Claude Code vs. Codex as personal assistants

For SeedBot, it is just one line of change to replace Codex with Claude Code, and here are my observations:

Claude Code with Opus 4.6 feels more human-like. It is willing to wait for slow operations, shows patience with ambiguous instructions, and produces conversational outputs. But it is also more likely to make mistakes—misinterpreting a directory structure, or confidently executing the wrong command without double-checking.

Codex with GPT 5.4 has better situational awareness. It is careful, methodical, and reports every detail of what it is doing. It checks preconditions before acting and flags potential issues rather than silently proceeding.

Note: GPT 5.5 just came out. I found it to be the perfect model for personal assistant use: well organized and direct. Give it a try!

As a personal assistant with direct machine access, I found Codex to be the more reliable choice. When the agent can rm -rf your files or push files to a public GitHub repo, I want careful over creative, so Codex is my default choice.

Final words

This post is meant to share my thoughts and findings from building SeedBot. I do not expect SeedBot to be widely adopted—that was never the point. The point is that everyone can build their own personal assistant by building on top of coding agents.

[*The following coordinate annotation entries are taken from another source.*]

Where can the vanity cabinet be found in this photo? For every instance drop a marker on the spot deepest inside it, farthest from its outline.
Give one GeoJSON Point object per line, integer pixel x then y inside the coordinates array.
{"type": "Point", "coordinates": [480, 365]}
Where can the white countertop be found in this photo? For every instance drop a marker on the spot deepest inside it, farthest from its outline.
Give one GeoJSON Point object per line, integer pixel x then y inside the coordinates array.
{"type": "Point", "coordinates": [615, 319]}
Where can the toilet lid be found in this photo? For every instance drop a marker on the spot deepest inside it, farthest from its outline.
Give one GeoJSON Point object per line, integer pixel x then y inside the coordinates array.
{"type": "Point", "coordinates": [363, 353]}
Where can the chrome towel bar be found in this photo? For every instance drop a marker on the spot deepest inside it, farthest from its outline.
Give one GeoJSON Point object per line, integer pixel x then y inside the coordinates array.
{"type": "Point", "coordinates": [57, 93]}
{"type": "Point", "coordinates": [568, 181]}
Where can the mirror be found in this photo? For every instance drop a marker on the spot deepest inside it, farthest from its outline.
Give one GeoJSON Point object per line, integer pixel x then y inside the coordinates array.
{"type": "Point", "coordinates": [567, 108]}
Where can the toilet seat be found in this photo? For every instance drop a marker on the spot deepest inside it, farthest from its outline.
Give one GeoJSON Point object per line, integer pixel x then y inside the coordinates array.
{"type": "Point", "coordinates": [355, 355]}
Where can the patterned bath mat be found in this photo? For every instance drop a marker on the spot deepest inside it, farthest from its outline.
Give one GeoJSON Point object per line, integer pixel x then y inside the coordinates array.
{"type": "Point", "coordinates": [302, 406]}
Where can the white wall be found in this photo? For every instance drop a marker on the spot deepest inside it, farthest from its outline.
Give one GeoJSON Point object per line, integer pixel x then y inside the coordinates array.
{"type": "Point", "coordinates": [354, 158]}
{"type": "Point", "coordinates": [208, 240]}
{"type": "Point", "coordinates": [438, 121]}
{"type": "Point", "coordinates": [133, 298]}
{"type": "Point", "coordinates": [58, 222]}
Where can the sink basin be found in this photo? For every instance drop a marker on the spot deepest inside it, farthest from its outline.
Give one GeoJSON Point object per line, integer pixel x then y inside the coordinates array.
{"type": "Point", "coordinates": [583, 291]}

When I was studying English at school, I was told that to reach the reading speed of native speakers, I needed to stop the habit of subvocalizing every single word. Now we are facing a similar situation: to fully empower ourselves, we need ways to understand and control agents at a higher level than manually reviewing everything. Some may say this is just like being a people manager, but I disagree, because employees have accountability and agents do not. I am sure people will come up with innovative ways to work with agents.